Should a wildcard SSL certificate secure both the root domain as well as the sub-domains?

Solution 1:

There's some inconsistency between SSL implementations on how they match wildcards, however you'll need the root as an alternate name for that to work with most clients.

For a *.example.com cert,

  • a.example.com should pass
  • www.example.com should pass
  • example.com should not pass
  • a.b.example.com may pass depending on implementation (but probably not).

Essentially, the standards say that the * should match 1 or more non-dot characters, but some implementations allow a dot.
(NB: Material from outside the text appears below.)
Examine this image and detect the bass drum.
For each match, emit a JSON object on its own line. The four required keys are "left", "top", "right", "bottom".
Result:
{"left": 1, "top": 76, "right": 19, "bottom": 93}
The canonical answer should be in RFC 2818 (HTTP Over TLS):

Matching is performed using the matching rules specified by [RFC2459]. If more than one identity of a given type is present in the certificate (e.g., more than one dNSName name, a match in any one of the set is considered acceptable.) Names may contain the wildcard character * which is considered to match any single domain name component or component fragment. E.g., *.a.com matches foo.a.com but not bar.foo.a.com. f*.com matches foo.com but not bar.com.

RFC 2459 says:

  • A "*" wildcard character MAY be used as the left-most name component in the certificate. For example, *.example.com would match a.example.com, foo.example.com, etc. but would not match example.com.

If you need a cert to work for example.com, www.example.com and foo.example.com, you need a certificate with subjectAltNames so that you have "example.com" and "*.example.com" (or example.com and all the other names you might need to match).

Solution 2:

You're correct, the root domain needs to be an alternate name for it to validate.


Solution 3:

Every SSL provider I have ever used will automatically add the root domain as a Subject Alternative Name to a wildcard SSL certificate, so DOMAIN.COM will work automatically for a *.DOMAIN.COM wildcard cert.


Solution 4:

Basically, and for your needs (that started this whole thread) your wildcard certificate should be specified as both root AND first-level wildcards:

"example.com, *.example.com"

This way, a single wildcard certificate will cover both the root domain (example.com) AND any first-level subdomains (sub1.example.com, sub2.example.com, ...)

A certificate in the form of "*.example.com" MUST have a sub-domain name. Thus the root domain is explicitly excluded since the asterisk does not accept NULL as a valid name.

TIP: Free Let's Encrypt (LE) certification authority allows this. Not all Certification Authorities abide to multilevel wildcards. You should always check with your CA provider.